Eleven years after voters approved $9 billion in bonds for a bullet train that would travel at speeds up to 220 miles per hour and transport Californians between Los Angeles and San Francisco, Gov. Gavin Newsom says the state must complete a Bakersfield to Merced segment to demonstrate that the project will work.

Not everyone is convinced.

On November 12, the Assembly Transportation Committee held a field hearing in Fresno. The committee members and staff toured three HSR construction sites, part of the 119-mile route being built between Madera and an orchard near Shafter at an estimated cost of $15.6 billion.

Newsom’s plan is to extend the route from Merced to Bakersfield, a 171-mile line that will cost an extra $4.8 billion for the tracks, trains and electrical system.

The governor told the Fresno Bee editorial board that “the only way” to secure additional federal, state and local funds and the participation of the private sector is by “proving ourselves, getting a real project done and being able to test this technology, the first of its kind in the nation.”

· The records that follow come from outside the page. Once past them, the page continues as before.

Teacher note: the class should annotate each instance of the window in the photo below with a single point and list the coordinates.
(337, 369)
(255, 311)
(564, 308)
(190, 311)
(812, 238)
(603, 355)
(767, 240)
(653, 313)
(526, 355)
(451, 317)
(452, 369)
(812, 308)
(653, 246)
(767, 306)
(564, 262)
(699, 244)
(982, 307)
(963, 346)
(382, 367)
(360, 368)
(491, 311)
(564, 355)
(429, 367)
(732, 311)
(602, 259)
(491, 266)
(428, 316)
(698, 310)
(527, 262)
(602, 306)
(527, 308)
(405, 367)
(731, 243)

However, Assembly Member Laura Friedman, D-Burbank, said a better way to prove the viability of the project is to spend the additional $4.8 billion on projects in the Bay Area or Southern California to increase ridership.

CAHSR board member Dan Curtin advocated for running 125-mph diesel trains on the new line currently under construction, instead of spending billions on electrification.

Rail Authority CEO Brian Kelly said the law constrains their choices on how to spend the billions of taxpayer dollars allocated to the project. Federal grants require that the money be spent in the Central Valley, and the 2008 ballot measure that authorized $9.9 billion in bonds requires trains that are capable of speeds up to 220 mph.

The bond measure also required a train between San Francisco and Los Angeles, but the project is $60 billion short of getting there.

In early February, the High-Speed Rail Authority will release its required Draft 2020 Business Plan, which will include updated estimates of costs and schedules, funds available to complete construction, public-private partnership strategies, reasonably foreseeable risks, and updated revenue and ridership forecasts.

But it is already clear that the project is infeasible as authorized. It should be canceled.

Newsom was right earlier this year when he identified the problems with the high-speed rail project. “The current project, as planned, would cost too much and, respectfully, take too long. There’s been too little oversight and not enough transparency,” he said at his first State of the State address.

The solutions to come out of the political establishment, however, only drag out the failed project and the false promise of the project as sold to voters. The longer this goes on, the more the lost opportunities mount.

California could have achieved a great deal in the decade since Proposition 1A was approved. All Californians have today is a national embarrassment and politicians scrambling for too little, too late.